Volvamos a la conclusión fundamental de Rahimi: “Nuestra tradición de regulación de armas de fuego permite al Gobierno desarmar a individuos que presentan una amenaza creíble a la seguridad física de otros”. No podemos decir en este expediente si Rose presentó tal amenaza en 2009 cuando fue internado, en 2010 cuando fue puesto en libertad, en 2022 cuando compró armas de fuego o hoy. Rose soporta al menos la carga de la presentación de estos temas, después de lo cual el fiscal puede proporcionar “pruebas individualizadas” del peligro actual…

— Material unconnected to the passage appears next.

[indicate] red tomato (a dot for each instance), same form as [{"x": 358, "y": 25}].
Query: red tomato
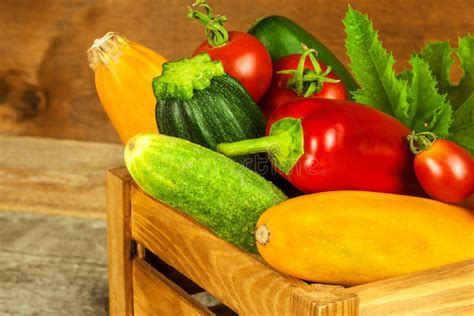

Fed. R. Crim. P. 12(b) autoriza a los jueces de distrito a decidir mociones previas al juicio para abordar asuntos que pueden resolverse sin un juicio de fondo. Los jueces celebran audiencias y formulan conclusiones sobre los hechos todo el tiempo cuando es necesario para resolver mociones. Pensemos en las audiencias y conclusiones de rutina a raíz de la moción de un acusado para suprimir pruebas que supuestamente se obtuvieron en violación de la Constitución. Un juez de distrito tiene la misma autoridad para recibir pruebas y emitir conclusiones que no resuelven cuestiones de hecho relacionadas con la culpabilidad o inocencia del acusado, cuando el acusado afirma que la ley penal en sí es inconstitucional tal como se le aplica.
Se anula la orden del tribunal de distrito que desestima los cargos del artículo 922(g)(4). El juez tiene discreción en prisión preventiva para darle a Rose y al fiscal la oportunidad de presentar pruebas que respondan a nuestras siete preguntas, ahora que Rahimi y Hemani han aclarado el análisis apropiado.